Building a policy that survives contact

  1. Cover both rules. Security policies at 164.308(a)(1)(ii)(C) and privacy policies at 164.530(e)(1). One document is fine; check its scope reaches both.
  2. Write the scale before you need it. Intent and consequence are the useful axes.
  3. Write something you will actually apply. The severe policy nobody uses teaches your staff that none of it is real.
  4. Fix detection first. Unique logins, then audit controls, then a review that happens on a schedule.
  5. Train before you enforce — 164.308(a)(5) and 164.530(b), including after material policy changes.
  6. Build in the carve-out check. Protected action? Stop and get advice.
  7. Do the mitigation step, per 164.530(f), and document the incident and its outcome per 164.308(a)(6)(ii).
  8. Document and retain six years — 164.530(j)(2) and 164.316(b)(2)(i).
  9. Apply it consistently, and make the file show why like cases came out alike.
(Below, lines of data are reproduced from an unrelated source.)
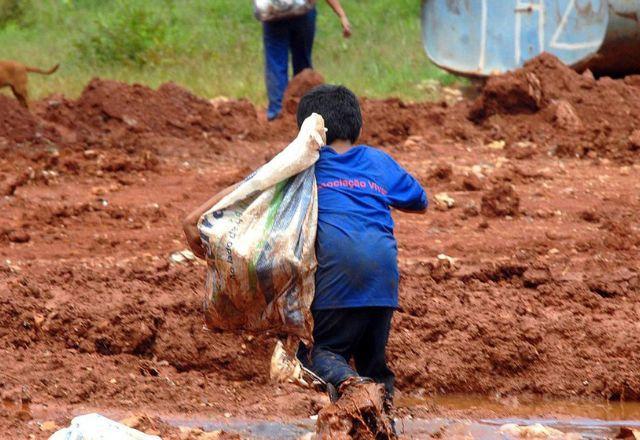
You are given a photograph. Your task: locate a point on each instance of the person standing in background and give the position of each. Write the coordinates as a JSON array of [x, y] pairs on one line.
[[293, 34]]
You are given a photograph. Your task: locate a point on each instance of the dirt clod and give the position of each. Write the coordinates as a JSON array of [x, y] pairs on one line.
[[500, 201], [358, 414]]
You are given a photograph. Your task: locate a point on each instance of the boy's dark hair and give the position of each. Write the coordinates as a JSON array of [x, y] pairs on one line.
[[338, 106]]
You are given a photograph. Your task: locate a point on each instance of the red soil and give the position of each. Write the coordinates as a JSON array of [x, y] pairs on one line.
[[542, 297]]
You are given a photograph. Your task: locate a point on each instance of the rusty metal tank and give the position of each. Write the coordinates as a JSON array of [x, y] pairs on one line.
[[484, 37]]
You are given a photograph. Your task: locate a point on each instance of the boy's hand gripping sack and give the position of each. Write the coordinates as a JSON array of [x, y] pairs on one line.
[[260, 243]]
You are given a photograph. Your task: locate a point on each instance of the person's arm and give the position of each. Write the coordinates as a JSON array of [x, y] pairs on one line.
[[190, 222], [404, 191], [337, 8]]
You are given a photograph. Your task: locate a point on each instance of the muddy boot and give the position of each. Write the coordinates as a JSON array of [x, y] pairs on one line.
[[388, 411], [357, 414]]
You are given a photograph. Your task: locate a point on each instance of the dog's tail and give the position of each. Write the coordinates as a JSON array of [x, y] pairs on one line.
[[43, 72]]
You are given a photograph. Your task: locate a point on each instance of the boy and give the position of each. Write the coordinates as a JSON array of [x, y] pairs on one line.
[[357, 276]]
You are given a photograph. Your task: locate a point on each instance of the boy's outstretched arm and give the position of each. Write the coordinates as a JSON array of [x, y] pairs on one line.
[[190, 222]]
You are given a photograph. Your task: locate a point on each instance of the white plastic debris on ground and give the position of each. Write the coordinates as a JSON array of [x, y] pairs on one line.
[[260, 243], [97, 427]]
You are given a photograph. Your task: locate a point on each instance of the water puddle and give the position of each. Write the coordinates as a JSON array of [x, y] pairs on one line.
[[465, 416]]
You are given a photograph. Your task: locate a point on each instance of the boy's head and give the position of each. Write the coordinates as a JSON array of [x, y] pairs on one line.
[[338, 106]]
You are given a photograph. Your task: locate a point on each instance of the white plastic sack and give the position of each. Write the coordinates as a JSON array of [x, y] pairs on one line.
[[97, 427], [269, 10], [260, 244]]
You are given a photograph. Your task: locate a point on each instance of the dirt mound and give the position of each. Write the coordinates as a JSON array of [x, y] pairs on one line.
[[298, 86], [16, 123], [358, 414], [500, 201], [547, 102], [114, 108]]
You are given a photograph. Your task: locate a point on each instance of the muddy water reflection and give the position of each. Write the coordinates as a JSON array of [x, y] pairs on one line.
[[469, 417]]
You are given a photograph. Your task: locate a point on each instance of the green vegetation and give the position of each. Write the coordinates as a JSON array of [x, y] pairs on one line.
[[213, 47]]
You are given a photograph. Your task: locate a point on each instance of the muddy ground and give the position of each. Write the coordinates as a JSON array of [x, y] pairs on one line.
[[540, 295]]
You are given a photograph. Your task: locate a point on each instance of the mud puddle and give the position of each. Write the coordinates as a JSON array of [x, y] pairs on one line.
[[462, 418]]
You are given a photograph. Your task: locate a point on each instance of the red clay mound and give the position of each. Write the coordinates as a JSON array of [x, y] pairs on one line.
[[16, 123], [298, 86], [548, 103], [113, 107]]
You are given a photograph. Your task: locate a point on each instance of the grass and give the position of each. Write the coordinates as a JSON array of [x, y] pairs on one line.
[[212, 47]]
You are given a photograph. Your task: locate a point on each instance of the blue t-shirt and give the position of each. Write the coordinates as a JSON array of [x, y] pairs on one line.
[[356, 250]]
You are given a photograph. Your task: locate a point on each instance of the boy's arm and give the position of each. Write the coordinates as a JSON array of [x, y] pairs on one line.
[[404, 191], [190, 222]]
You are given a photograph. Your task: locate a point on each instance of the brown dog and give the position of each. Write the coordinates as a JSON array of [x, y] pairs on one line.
[[14, 75]]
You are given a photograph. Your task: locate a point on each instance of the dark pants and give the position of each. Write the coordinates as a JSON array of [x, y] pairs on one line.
[[292, 34], [342, 334]]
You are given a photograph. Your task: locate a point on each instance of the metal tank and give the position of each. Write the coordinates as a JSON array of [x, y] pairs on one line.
[[484, 37]]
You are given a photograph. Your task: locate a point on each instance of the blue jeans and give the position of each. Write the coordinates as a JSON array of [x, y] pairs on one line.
[[341, 334], [292, 34]]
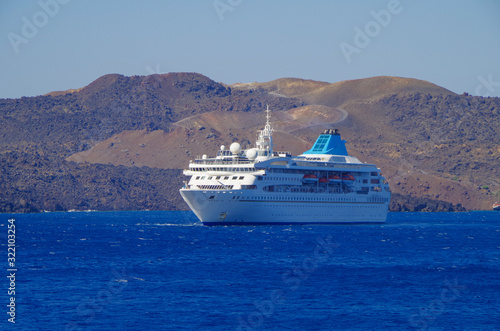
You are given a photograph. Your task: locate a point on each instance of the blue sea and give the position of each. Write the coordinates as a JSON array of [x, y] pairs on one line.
[[158, 270]]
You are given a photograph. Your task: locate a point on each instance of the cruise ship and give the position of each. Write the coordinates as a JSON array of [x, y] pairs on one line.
[[260, 186]]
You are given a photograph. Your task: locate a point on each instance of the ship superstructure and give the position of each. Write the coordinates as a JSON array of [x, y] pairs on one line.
[[260, 186]]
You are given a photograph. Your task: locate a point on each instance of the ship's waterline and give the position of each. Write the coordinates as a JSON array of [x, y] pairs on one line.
[[260, 186]]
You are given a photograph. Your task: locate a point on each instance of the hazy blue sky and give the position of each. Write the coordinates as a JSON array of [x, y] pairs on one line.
[[51, 45]]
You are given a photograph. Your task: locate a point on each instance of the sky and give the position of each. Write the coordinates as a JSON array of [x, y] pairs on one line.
[[54, 45]]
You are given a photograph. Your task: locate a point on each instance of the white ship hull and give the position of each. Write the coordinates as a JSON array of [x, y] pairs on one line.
[[259, 186], [280, 209]]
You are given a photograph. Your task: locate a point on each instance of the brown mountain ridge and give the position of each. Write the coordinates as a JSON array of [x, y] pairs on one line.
[[437, 149]]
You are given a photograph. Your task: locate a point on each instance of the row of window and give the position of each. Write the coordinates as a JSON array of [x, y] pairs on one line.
[[220, 177], [215, 187]]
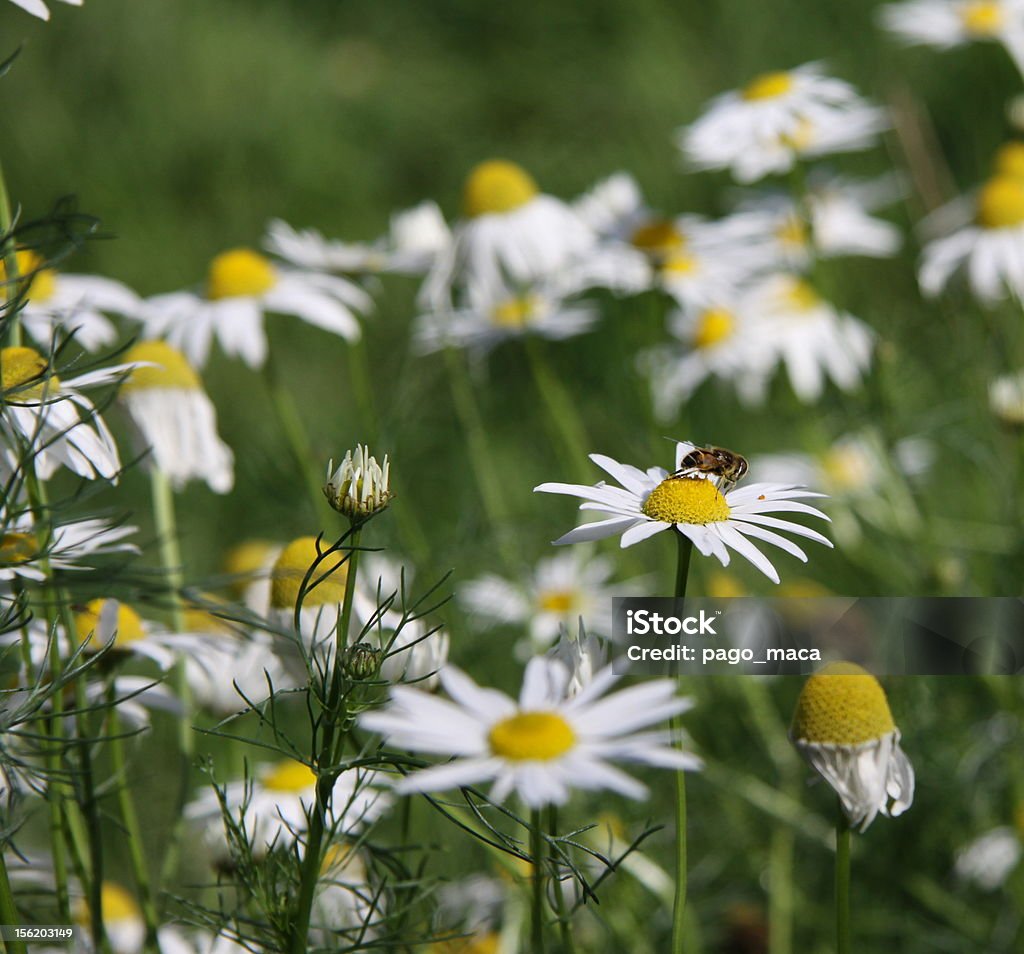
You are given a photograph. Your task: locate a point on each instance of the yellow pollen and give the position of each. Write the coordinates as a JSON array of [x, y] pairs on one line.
[[129, 624], [768, 86], [238, 273], [842, 704], [496, 186], [291, 569], [686, 500], [531, 737], [289, 776], [172, 371], [1000, 203], [17, 548], [714, 327], [983, 17]]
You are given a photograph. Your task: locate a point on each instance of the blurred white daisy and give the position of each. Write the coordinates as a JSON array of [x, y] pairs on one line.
[[812, 339], [843, 727], [242, 287], [175, 419], [273, 807], [57, 301], [777, 119], [543, 745], [416, 239], [554, 596], [652, 501], [56, 422], [988, 249]]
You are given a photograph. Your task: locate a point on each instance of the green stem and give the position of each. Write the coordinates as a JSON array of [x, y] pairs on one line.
[[685, 551], [537, 854], [842, 882]]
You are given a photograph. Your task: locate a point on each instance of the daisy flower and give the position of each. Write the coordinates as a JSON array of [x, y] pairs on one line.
[[175, 419], [71, 303], [58, 423], [778, 119], [416, 239], [273, 807], [541, 746], [652, 501], [555, 595], [989, 249], [843, 727], [242, 287]]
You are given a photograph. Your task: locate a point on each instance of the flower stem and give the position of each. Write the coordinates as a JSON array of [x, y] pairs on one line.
[[842, 882], [685, 550]]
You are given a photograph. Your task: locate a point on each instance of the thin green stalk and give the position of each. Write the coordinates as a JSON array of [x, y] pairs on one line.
[[537, 853], [685, 551], [842, 881]]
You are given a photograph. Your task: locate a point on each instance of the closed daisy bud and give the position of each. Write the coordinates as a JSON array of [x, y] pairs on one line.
[[843, 727]]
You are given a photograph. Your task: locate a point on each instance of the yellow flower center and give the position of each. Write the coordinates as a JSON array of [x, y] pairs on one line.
[[686, 500], [768, 86], [240, 272], [496, 186], [1000, 203], [983, 17], [714, 327], [531, 737], [842, 704], [17, 548], [19, 365], [129, 624], [289, 776], [291, 569], [173, 371]]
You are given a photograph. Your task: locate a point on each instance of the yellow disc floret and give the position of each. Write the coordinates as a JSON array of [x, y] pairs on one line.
[[240, 272], [531, 737], [172, 370], [686, 500], [291, 569], [842, 704], [768, 86], [496, 186], [1000, 203]]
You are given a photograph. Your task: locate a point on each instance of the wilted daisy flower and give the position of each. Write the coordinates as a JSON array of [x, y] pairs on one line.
[[540, 747], [812, 339], [652, 501], [273, 807], [843, 727], [416, 239], [54, 301], [175, 419], [360, 486], [989, 249], [777, 119], [58, 423], [555, 595], [241, 288]]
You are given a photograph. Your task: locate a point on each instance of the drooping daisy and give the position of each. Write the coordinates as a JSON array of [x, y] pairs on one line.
[[242, 287], [652, 501], [174, 418], [777, 119], [989, 249], [273, 808], [415, 241], [554, 596], [811, 337], [71, 303], [511, 233], [843, 727], [541, 746], [57, 423]]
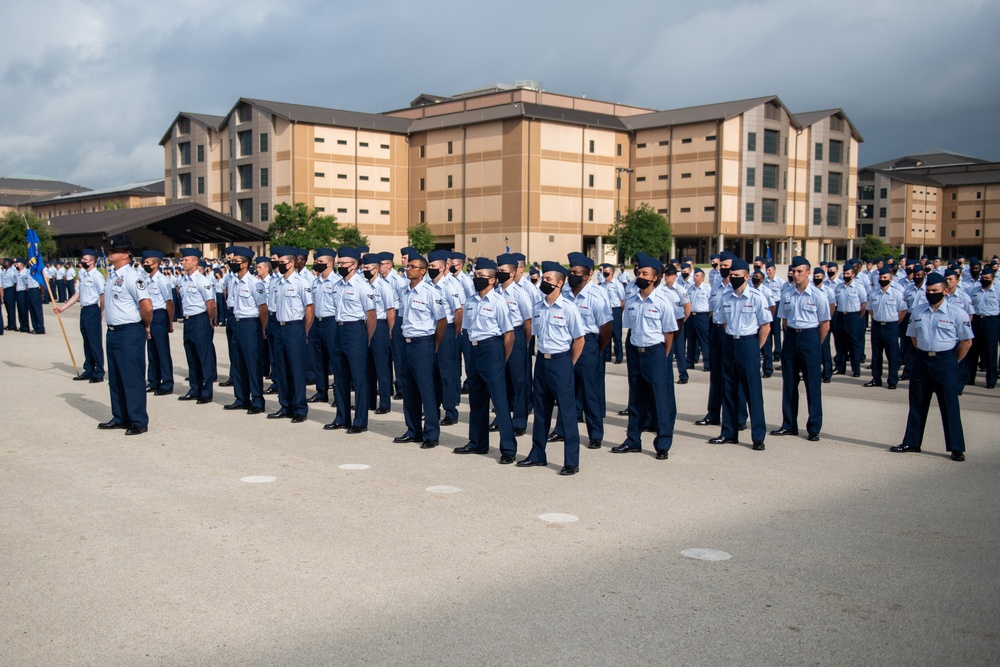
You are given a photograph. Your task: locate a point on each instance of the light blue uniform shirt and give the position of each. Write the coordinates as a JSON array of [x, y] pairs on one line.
[[246, 295], [985, 301], [123, 291], [746, 313], [487, 316], [353, 297], [648, 319], [291, 298], [92, 287], [420, 310], [940, 330], [555, 326], [196, 290], [805, 309]]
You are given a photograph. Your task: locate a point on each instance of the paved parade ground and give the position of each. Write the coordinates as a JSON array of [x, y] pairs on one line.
[[154, 549]]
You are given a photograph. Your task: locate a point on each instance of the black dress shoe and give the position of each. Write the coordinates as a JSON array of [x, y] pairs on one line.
[[470, 449]]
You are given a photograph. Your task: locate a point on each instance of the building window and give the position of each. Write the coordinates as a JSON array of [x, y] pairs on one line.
[[245, 139], [769, 210], [836, 151], [833, 183], [833, 215], [769, 178], [771, 141]]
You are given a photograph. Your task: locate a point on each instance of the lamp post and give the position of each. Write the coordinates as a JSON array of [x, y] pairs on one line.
[[618, 211]]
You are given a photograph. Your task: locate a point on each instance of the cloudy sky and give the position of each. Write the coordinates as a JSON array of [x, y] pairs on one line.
[[89, 87]]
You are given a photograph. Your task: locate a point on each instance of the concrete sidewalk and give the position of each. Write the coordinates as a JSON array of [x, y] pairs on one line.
[[122, 550]]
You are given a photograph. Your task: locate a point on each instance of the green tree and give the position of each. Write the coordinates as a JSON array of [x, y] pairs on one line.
[[421, 237], [641, 230], [875, 249], [302, 227], [14, 235], [351, 237]]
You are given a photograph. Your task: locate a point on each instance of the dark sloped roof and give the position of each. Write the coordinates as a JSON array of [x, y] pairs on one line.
[[184, 223]]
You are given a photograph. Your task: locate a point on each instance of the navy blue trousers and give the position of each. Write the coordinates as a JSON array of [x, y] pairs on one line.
[[487, 381], [935, 376], [885, 338], [245, 369], [448, 373], [93, 346], [352, 366], [200, 352], [801, 354], [553, 385], [126, 368], [650, 392], [380, 367], [419, 405], [741, 356], [290, 367], [160, 374]]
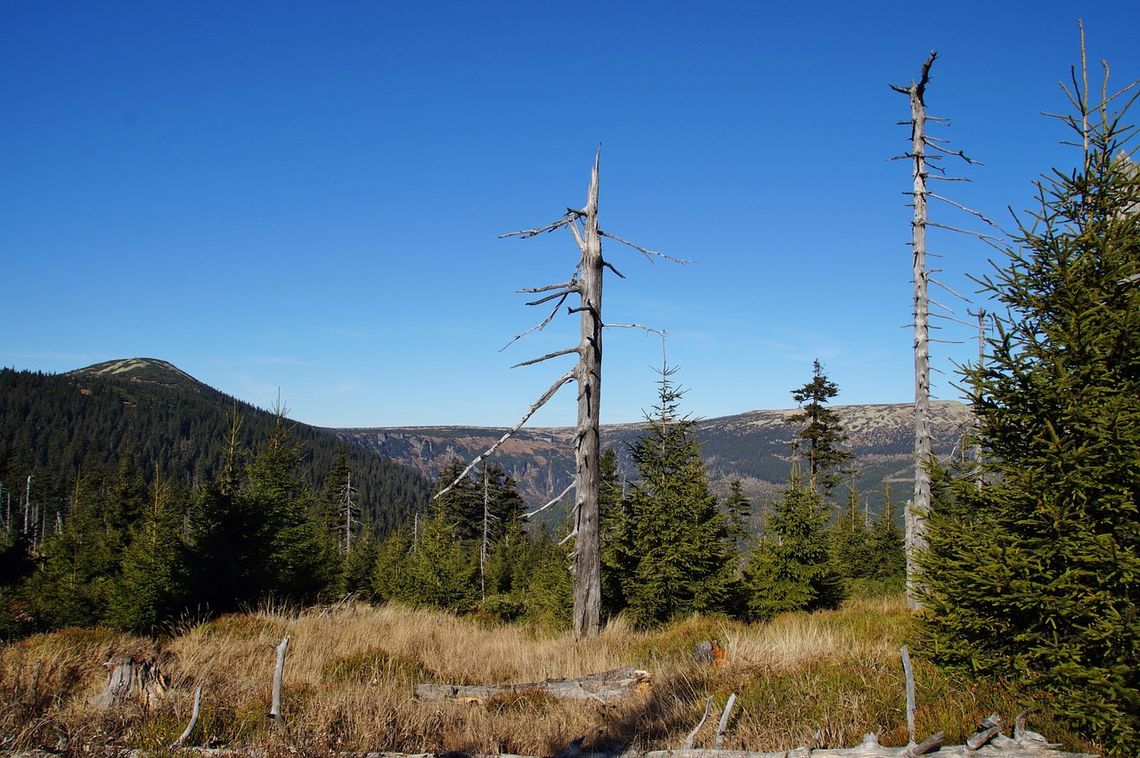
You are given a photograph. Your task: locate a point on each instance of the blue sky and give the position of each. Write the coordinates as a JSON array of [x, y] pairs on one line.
[[308, 196]]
The point of a sanction policy is not to punish people. It is to make the expectation credible before anyone tests it, and to make the response predictable when someone does. A practice where staff know the chart is watched and the rule is real has fewer incidents to sanction, which is the actual goal.

Common questions

Does HIPAA require a sanction policy?

Yes, and it requires one twice. The Security Rule at 45 CFR 164.308(a)(1)(ii)(C) has a Sanction policy implementation specification labeled Required: apply appropriate sanctions against workforce members who fail to comply with the security policies and procedures of the covered entity or business associate. Separately, the Privacy Rule at 45 CFR 164.530(e)(1) requires a covered entity to have and apply appropriate sanctions against members of its workforce who fail to comply with its privacy policies and procedures or the requirements of the subpart. Neither is addressable. Both are mandatory.

What sanction does HIPAA require for snooping in records?

The rules do not prescribe any specific penalty. Both provisions use the word appropriate and stop there: 45 CFR 164.308(a)(1)(ii)(C) requires appropriate sanctions, and 45 CFR 164.530(e)(1) requires appropriate sanctions. There is no mandated tier of discipline, no required termination, and no schedule of offenses in the regulation. What is required is that you have a policy, that you apply it, and under 45 CFR 164.530(e)(2) that you document the sanctions that are applied, if any.

Do I have to document a sanction if I decide not to discipline someone?

45 CFR 164.530(e)(2) requires a covered entity to document the sanctions that are applied, if any. The phrase if any means the documentation requirement attaches to sanctions that were applied. In practice, recording your analysis and the outcome even when no sanction is imposed is what demonstrates the policy was actually applied rather than ignored, and it evidences consistent treatment across similar incidents. Separately, 45 CFR 164.308(a)(6)(ii) requires you to identify and respond to suspected or known security incidents, mitigate harmful effects to the extent practicable, and document security incidents and their outcomes.

Are there employees you cannot sanction under HIPAA?

Yes. 45 CFR 164.530(e)(1) states the Privacy Rule sanctions standard does not apply to a workforce member with respect to actions that are covered by and meet the conditions of 45 CFR 164.502(j), the whistleblower and workforce member crime victim provision, or 45 CFR 164.530(g)(2). Separately, 45 CFR 164.530(g)(1) prohibits a covered entity from intimidating, threatening, coercing, discriminating against, or taking other retaliatory action against an individual for exercising a right under the subpart or for participating in a process it provides, including filing a complaint. Sanctioning someone for a protected action is itself a violation.